M&A Specialist | Advisor | Author | Consultant

The Silver Bullet: Myth or Reality?

“Retailers should research new profit centers, so they don’t end up shooting blanks”

(This article first appeared in the January 14, 2008 edition of Convenience Store News. Click here for the PDF version as it first appeared in the magazine.)

Silver bullet: a product or service that, when added to an existing business, will instantly become a profit center, add to the overall value of the business and put cash in the owner’s pocket.

Myth or reality?

While that is my own personal definition, many owners and operators within the convenience store industry can identify with the term “silver bullet.” As a former owner, I too was lured by the magic a silver bullet had to offer. It came with the promise of immediate increased profits and was a guaranteed cure-all for sales woes.

The search for the silver bullet, or new profit center, in the c-store industry is evident in the recent explosion of foodservice. In 2006, the average c-store reported nearly $313,629 in operating expenses per store, up 16.3 percent over 2005, according to Convenience Store News’ 2007 Industry Report. To offset those expenses, operators have been seeking to add profit centers to help raise store margins. Most of that search has been focused on in-store sales, specifically in foodservice, which featured a 9.9-percent rise in gross margin dollars nationally last year.

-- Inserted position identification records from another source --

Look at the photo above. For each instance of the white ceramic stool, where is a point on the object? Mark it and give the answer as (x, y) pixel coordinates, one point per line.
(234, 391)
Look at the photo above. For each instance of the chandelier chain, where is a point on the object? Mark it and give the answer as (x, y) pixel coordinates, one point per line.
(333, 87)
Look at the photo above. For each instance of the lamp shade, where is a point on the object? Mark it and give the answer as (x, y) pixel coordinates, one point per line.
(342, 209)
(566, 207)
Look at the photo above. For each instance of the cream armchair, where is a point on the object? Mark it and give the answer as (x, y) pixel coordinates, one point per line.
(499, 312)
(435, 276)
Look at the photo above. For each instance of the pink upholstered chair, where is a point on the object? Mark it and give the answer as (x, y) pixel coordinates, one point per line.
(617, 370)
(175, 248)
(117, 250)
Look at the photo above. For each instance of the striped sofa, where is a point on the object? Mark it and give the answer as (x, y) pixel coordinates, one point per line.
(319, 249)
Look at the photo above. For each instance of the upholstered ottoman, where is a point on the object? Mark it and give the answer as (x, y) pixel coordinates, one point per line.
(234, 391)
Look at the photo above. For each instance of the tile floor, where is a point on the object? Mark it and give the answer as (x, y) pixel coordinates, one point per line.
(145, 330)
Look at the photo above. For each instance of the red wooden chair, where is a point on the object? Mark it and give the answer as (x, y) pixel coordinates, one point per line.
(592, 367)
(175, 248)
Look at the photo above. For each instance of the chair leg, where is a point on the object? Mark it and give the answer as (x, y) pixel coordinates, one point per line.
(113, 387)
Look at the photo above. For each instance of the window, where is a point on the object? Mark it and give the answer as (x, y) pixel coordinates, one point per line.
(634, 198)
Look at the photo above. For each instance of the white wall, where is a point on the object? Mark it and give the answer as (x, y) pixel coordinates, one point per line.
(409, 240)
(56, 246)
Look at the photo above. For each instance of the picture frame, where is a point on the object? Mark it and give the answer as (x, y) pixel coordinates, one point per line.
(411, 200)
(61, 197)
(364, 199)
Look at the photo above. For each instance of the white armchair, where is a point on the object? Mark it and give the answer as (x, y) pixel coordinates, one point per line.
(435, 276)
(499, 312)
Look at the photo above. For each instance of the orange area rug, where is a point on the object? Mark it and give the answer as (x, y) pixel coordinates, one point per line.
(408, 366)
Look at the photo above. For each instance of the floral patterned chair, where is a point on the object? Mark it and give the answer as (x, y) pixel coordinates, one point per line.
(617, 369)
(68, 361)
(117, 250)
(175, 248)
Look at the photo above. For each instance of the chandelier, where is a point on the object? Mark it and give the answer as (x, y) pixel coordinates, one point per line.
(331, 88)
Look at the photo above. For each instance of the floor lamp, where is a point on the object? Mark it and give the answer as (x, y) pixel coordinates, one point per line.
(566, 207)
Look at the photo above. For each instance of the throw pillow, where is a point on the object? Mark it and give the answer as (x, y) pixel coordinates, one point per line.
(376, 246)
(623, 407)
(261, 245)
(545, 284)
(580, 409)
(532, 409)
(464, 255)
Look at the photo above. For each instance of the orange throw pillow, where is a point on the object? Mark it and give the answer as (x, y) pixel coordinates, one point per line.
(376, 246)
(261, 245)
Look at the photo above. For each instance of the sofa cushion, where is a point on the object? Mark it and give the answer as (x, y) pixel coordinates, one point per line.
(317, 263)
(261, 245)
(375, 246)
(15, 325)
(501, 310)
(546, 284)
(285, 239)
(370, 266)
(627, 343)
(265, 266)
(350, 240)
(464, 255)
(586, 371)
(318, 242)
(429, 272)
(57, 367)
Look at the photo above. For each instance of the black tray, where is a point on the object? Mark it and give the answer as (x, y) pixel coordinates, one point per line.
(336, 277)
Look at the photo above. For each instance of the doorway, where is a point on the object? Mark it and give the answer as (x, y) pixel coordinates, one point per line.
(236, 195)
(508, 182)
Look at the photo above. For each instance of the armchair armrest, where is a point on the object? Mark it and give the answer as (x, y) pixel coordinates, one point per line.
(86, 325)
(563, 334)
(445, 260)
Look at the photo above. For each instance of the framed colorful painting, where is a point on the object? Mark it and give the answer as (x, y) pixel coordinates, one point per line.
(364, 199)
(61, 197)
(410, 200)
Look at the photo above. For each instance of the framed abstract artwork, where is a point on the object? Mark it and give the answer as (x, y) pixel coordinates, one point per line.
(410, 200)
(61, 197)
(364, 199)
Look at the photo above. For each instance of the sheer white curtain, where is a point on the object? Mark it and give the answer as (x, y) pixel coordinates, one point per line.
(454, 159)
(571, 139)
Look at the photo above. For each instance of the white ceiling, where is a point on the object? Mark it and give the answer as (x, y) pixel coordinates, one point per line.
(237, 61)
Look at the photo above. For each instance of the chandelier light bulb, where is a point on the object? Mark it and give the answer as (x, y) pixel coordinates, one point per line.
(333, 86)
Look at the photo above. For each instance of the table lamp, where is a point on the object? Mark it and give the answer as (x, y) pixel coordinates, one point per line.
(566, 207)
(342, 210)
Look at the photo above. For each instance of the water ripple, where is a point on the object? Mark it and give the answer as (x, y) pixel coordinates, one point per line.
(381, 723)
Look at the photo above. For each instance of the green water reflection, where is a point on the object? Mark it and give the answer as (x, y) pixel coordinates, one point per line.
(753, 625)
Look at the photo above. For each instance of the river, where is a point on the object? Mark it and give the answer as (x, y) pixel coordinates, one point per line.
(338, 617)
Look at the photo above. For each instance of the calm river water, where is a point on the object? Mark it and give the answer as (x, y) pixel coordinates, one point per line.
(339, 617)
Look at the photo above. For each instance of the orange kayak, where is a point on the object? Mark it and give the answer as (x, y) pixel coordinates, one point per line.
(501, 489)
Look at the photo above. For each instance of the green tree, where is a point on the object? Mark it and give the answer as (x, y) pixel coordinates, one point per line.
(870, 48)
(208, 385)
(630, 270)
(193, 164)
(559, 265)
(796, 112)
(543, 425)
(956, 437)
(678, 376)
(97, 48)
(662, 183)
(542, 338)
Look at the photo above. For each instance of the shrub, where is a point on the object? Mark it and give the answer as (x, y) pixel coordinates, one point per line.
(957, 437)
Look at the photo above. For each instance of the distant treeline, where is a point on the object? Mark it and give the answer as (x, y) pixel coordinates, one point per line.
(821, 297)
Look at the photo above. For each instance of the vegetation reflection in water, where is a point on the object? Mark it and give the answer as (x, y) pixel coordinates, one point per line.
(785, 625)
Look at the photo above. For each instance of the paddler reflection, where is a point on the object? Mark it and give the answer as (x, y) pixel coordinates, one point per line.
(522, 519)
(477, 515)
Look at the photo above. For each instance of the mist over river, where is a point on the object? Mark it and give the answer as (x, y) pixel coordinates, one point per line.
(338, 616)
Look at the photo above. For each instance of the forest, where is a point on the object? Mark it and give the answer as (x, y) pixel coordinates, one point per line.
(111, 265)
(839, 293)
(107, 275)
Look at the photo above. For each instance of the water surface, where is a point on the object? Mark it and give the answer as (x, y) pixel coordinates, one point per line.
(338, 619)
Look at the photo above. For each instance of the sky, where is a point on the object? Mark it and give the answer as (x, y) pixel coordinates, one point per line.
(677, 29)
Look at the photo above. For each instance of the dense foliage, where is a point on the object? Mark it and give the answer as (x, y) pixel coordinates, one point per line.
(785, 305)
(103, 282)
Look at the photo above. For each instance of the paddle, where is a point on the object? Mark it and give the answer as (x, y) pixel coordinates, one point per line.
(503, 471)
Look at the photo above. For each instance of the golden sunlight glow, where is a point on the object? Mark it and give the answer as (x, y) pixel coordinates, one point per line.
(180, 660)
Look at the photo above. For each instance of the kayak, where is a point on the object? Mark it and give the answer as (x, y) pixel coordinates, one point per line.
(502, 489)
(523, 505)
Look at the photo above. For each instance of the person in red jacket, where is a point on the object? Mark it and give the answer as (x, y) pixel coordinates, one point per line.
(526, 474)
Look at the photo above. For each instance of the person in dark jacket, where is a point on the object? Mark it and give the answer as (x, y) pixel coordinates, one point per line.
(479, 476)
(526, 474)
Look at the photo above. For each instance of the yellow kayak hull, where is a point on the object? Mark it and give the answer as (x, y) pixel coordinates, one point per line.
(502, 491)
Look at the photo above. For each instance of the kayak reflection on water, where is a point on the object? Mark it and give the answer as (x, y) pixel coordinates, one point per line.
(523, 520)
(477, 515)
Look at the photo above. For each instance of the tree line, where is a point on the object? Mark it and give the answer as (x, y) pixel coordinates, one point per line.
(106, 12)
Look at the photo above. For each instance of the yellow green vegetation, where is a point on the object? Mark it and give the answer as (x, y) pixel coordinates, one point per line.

One example of a c-store owner investing in the silver bullet came to me from a client in Terre Haute, Indiana He decided to put pizza in his store to boost profitability. After investing thousands in startup costs (along with adding equipment and hiring the labor to operate), his sales figures rose slightly. Then, after six months, his pizza oven broke. Interestingly enough, the loss of pizza sales did not affect his bottom line. The overall cost of installation -coupled with added labor costs, and food and paper costs- negated any profit he could have anticipated, making his six-month sales figures look remarkably similar with pizza as they did without it.

Foodservice is not a bad idea. However, it’s important to consider the factors that influence the performance of your business before investing in that profit center. In this example, my client thought adding pizza would increase profits, but he underestimated the other factors that affected his bottom line, including the costs of additional labor, employee training, construction, and equipment and supplies.

Sometimes we hear about a fellow operator adding a new product or service that results in a $5,000 increase in-store sales, tempting us to do likewise. However, the mistake many make is not planning for the upfront and included costs of buying into, developing and maintaining that profit center. To help prepare for those costs, I counsel my clients to do two 12-month projections. Factor the new profit center into one projection and do the other projection without it. If the new profit center projection works out to $30,000 in increased sales, determine what it is going to cost you to add that additional $30,000. Keep in mind the upfront costs and that it may take you more than one year to realize that $30,000. Most importantly, discover the real bottom line and determine whether it’s going to be worth your time to develop.

Finally, before you decide to invest, locate an operator outside of your market area who is not a direct competitor and who has already invested in the same profit center. Many times, you can ask your vendors to give you the name of someone and then call them to ask how the new product or service has worked for them. The point is, do the research and fact-finding first, before you pull the trigger. You may find out that adding the silver bullet is worth your time and money, but you also may find out that the silver bullet is really a blank.